Зеленоокая Гуннхильд ни на шаг не отходила от мужа. Эрлинг
гладил её растрепавшиеся волосы, целовал заплаканные глаза.
– Сколько наших погибло? – спросил его Хельги.
– Восемь… Семеро в битве, и ещё один умер от ран.
– Кто?
Эрлинг назвал.
– А у Рунольва?
Эрлинг ответил коротко:
– Мы привезли троих.
– Так! – сказал Хельги. – Давненько в
Торсхове не видели красного щита на мачте, брат!
Звениславка уже водила его на пёстрый корабль. И он ходил по
его палубе, трогая зрячими пальцами следы боя. Ему рассказали, каким был этот
бой.
А потом хрипло проревел рог, и люди стали собираться в круг.
Воины – и женщины позади них. Так присоветовала сыновьям ещё Фрейдис: ведь и
женщина может дать мудрый совет. И даже раб; потому-то рабам в Сэхейме многое
позволялось…
А посередине круга стоял Рунольв Раудссон.
– Я был тебе соседом, – сказал ему Эрлинг. –
А в этом доме ты сидел за столом! Ты заслуживаешь, чтобы зарыть твои кости на
краю прилива, Рунольв. Там, где встречаются зелёный дёрн и морская волна.
Потому что ты поднял руку на гостей.
Рунольв повернулся к нему и плюнул на землю.
– Складно ты болтаешь, Приёмыш, пока у меня связаны
руки!
Круг сидевших загудел, как потревоженный рой. Но в это время
рядом с Эрлингом во весь рост выпрямился Хельги:
– Не тебе, Рунольв, говорить о связанных руках!
Тут люди разом притихли. Что-то ещё скажет средний
Виглафссон?.. А Хельги поднял слепое лицо к солнцу и обратился, казалось, прямо
к нему:
– Пусть Рунольву завяжут глаза и дадут нам обоим по
топору!
Звениславка ахнула подле него, но никто не услышал. Воины
разом соскочили с мест, крича и плашмя колотя мечами в щиты! И называлось это –
шум оружия, вапнатак! Чем бы ни кончился затеянный поединок, память о нём
должна была остаться надолго… Память всегда живёт дольше людей.

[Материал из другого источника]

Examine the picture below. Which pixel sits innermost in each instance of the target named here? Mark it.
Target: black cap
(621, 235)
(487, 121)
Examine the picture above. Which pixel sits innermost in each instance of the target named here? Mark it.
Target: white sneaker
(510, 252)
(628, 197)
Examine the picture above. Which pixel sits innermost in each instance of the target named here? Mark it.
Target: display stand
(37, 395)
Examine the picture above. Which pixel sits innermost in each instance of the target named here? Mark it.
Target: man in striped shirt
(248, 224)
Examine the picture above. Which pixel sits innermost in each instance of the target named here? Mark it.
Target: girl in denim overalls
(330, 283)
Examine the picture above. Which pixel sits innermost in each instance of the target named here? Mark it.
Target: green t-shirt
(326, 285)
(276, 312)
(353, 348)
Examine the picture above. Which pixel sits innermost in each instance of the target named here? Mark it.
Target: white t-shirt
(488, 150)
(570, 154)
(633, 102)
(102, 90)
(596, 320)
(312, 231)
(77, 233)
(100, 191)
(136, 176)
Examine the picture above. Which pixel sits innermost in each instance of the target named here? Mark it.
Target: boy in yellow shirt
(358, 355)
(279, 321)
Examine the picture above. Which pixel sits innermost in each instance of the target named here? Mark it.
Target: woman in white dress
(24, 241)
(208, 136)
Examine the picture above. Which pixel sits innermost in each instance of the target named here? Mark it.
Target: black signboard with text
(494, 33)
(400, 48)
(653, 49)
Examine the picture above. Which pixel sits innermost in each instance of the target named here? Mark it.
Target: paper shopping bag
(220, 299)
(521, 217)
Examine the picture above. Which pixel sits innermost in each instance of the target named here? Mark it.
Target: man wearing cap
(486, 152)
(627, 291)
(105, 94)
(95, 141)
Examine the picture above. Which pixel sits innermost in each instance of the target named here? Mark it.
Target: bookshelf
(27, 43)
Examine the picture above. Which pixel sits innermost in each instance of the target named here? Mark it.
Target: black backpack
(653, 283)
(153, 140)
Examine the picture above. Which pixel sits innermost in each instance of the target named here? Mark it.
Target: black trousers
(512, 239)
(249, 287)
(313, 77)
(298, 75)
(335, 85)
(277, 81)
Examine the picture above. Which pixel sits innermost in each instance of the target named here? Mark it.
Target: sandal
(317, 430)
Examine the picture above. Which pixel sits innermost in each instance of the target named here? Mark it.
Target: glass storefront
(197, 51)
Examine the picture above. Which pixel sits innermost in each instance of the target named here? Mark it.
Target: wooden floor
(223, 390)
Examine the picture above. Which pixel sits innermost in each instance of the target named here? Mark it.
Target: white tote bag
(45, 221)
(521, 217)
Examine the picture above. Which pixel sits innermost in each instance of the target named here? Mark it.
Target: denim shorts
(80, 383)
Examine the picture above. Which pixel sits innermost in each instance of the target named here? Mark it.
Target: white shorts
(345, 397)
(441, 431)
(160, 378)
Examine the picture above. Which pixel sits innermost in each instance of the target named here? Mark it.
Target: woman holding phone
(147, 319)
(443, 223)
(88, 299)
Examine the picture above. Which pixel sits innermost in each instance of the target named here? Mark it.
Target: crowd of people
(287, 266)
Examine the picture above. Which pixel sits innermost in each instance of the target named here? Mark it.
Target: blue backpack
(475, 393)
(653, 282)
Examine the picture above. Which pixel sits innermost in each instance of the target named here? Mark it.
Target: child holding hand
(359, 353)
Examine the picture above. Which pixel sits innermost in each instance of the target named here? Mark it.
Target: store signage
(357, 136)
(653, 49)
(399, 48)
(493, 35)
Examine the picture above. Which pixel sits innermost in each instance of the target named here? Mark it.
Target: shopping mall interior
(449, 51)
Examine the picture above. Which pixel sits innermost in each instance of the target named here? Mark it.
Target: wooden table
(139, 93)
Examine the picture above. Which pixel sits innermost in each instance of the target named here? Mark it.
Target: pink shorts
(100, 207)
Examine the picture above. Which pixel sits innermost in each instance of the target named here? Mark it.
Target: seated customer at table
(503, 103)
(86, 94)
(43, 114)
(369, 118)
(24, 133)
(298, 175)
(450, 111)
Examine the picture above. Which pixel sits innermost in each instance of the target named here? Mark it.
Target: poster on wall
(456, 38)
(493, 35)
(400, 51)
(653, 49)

Рунольв без усилия перекрыл шум:
– А что будет, если я его убью?
– Сначала убей! – крикнул кто-то. – Тогда и
поговорим!
А старый Можжевельник добавил негромко:
– Ты не победишь…
Сигурду Олавссону бросили толстую тряпку, и он принялся
завязывать Рунольву глаза. Тот усмехнулся:
– Я не думал, что ты станешь возиться, брат Гудрёда. Я
думал, ты просто меня ослепишь…
– И ослеплю, если велят, – ответил Сигурд
угрюмо. – А вздумаешь подсматривать, так и без приказа. И ты это запомни!
Мальчишки помладше со всех ног понеслись за ограду –
нарезать ореховых прутьев… Такими прутьями ограждали когда-то поля сражений:
выползешь за черту – получишь пощаду. Здесь пощады не будет: и не попросят её,
и не дадут! Но пусть видят боги, что всё совершается по чести…
Хельги принесли его секиру. Сын Ворона ощупал острое лезвие
и остался доволен.
– Поставьте-ка меня к Рунольву лицом…
– Хельги! – окликнул его кто-то. – Рунольв в
броне, а ты в простой куртке… Возьми мою!
– Нет, – отказался Хельги. И добавил: – Не будет
ему проку от этой брони!
И эти слова запомнились…
Их поставили друг против друга. Обоим надели на шею
бубенчики из тех, что навешивают на хвостовое перо охотничьим птицам. И
расступились, оставляя противников наедине.
– Сходитесь! – сказал Можжевельник.
Хельги и Рунольв медленно двинулись вперёд… Над головами
сидевших разлилась тишина. Лишь у берега дрались голодные чайки, поссорившиеся
из-за рыбёшки.
Ни один не уступал другому ни ростом, ни шириной плеч. Разве
только то, что Хельги годился Рунольву в младшие сыновья…
Рунольв ударил первым. Услышал ли он приближение Хельги, или
просто прикинул нужное число шагов – этого никто никогда не узнал. Рунольв
резко взмахнул обеими руками и со свистом обрушил топор перед собой.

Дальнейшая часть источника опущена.